Colombia and Ecuador escalate tariff war amid failed drug policy and extractive border economies, exposing regional trade fragility
Original framing: “Colombia retaliates with 100% tariffs on Ecuador” — The Hindu
The original framing omits indigenous and Afro-descendant communities in border regions who have long resisted extractive industries and militarization, as well as historical precedents like Plan Colombia that militarized the region under the guise of counter-narcotics. It ignores how U.S. demand for cocaine drives the trade, and fails to consider alternative economic models such as coca-based legal economies or community-led conservation. Marginalized voices from affected territories—where communities face displacement and violence—are entirely absent.
Medium structural omission detected in mainstream coverage.

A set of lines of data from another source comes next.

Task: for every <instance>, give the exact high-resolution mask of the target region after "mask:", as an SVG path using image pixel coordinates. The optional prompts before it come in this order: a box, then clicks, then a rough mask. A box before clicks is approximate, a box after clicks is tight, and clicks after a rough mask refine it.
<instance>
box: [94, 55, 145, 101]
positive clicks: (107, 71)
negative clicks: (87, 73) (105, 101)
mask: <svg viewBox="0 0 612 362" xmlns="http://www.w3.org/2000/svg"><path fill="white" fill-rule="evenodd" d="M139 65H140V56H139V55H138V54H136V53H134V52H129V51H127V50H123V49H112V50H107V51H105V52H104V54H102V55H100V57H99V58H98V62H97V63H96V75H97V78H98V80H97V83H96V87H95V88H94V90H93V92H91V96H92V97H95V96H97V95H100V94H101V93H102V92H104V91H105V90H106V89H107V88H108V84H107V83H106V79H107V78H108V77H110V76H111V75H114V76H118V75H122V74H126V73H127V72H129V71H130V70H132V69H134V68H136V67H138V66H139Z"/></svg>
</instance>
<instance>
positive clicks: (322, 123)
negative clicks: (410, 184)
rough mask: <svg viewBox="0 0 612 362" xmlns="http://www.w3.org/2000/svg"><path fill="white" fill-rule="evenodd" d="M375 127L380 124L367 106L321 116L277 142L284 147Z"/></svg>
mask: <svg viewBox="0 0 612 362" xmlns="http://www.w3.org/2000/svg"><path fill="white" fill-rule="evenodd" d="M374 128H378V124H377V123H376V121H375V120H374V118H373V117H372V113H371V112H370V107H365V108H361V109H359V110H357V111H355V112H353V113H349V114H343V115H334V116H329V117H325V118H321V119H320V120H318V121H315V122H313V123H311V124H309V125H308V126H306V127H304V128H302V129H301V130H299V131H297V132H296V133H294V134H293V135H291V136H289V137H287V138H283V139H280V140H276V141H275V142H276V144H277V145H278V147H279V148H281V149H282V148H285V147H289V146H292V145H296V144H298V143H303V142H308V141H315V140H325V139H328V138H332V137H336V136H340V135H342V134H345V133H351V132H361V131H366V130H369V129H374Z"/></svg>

The narrative is produced by elite media outlets in Colombia and Ecuador, catering to urban middle-class audiences and political elites who benefit from nationalist posturing. The framing serves the interests of security apparatuses and extractive industries by depoliticizing drug trafficking as a law enforcement issue rather than a symptom of economic marginalization. It obscures how U.S. and EU drug policies have historically shaped Andean economies, reinforcing dependency on illicit markets while shifting blame to neighboring states.
Border communities, including indigenous Kichwa, Awá, and Afro-Colombian groups, bear the brunt of violence and displacement but are excluded from negotiations. Women leaders in these communities often organize around food sovereignty and peacebuilding, yet their roles are minimized in official narratives. Migrant workers and small farmers are caught between tariffs and illicit trade, with no representation in policy debates. Their exclusion reflects a broader pattern where economic decisions are made by elites far from the territories affected.
This tariff war is a symptom of deeper systemic failures: a prohibitionist drug policy that enriches transnational crime networks while impoverishing border communities, and an extractive economic model that prioritizes short-term profits over ecological and social sustainability.